Maybe you're tired of National Poetry Month. Maybe you need a novel that isn't 600 pages long. Maybe you need something that's fun and both light and deep at the same time. I highly recommend Charles Yu's latest novel How to Live Safely in a Science Fictional Universe.
It's a book that rewards those of us who wasted great wads of our adolescence reading/watching sci fi, but even if you didn't, the insider jokes won't be too off-putting. It's the kind of book that rewards those of us who wish we could be physicists (we're fascinated by theories of time and space, but not great at Math), and it's for those of us who are too far behind in our science knowledge to even keep up with Brian Greene's accessible version. It's the kind of book that's got a plot and characters, and it's also about writing and about fiction and also the ways that writing and fiction are about life.
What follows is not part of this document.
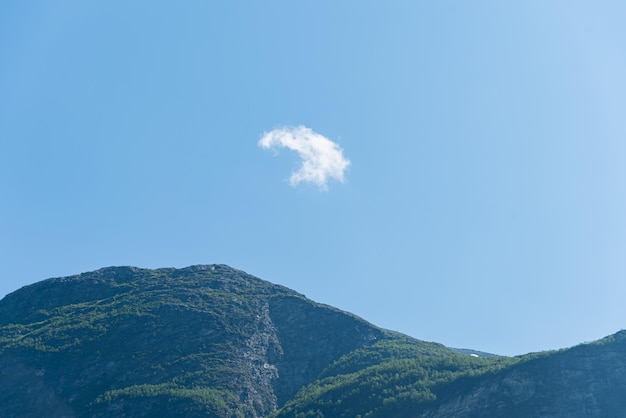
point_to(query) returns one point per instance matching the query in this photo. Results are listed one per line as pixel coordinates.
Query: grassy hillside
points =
(212, 341)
In short, the protaganist spent his youth building a time machine with his dad. They never quite got the time machine to work, but a short time later, the technique has been perfected, and the protaganist gets a job repairing time machines. He remarks "But no one grows up wanting to be the time machine repair guy. No one says, Hey, I want to be the guy who fixes stuff." (p. 30)
Here are some additional quotes to whet your appetite:
(after telling us we can't change the past, good news or bad news, depending on your perspective): "The universe just doesn't put up with that. We aren't important enough. No one is. Even in our own lives. We're just not strong enough, willful enough, skilled enough in chronodiegetic manipulation to be able to just accidentally change the entire course of anything, even ourselves." (p. 14)
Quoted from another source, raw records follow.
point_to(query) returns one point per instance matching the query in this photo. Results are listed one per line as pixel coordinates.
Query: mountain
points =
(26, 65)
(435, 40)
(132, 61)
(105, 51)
"A typical customer gets into a machine that can literally take her whenever she'd like to go. Do you want to know what the first stop usually is? Take a guess. Don't guess. You already know: the unhappiest day of her life." (pp. 45-46)
"Life is, to some extent, an extended dialogue with your future self about how exactly you are going to let yourself down over the coming years." (p. 131).
"Everyone has a time machine. Everyone is a time machine. It's just that most people's machines are broken. The strangest and hardest kind of time travel is the unaided kind. People get stuck, people get looped. People get trapped. But we are all time machines. We are all perfectly engineered time machines, technologically equipped to allow the inside user, the traveler riding inside each of us, to experience time travel, and loss, and understanding. We are universal time machines manufactured to the most exacting specifications possible. Every single one of us." (p. 164-165).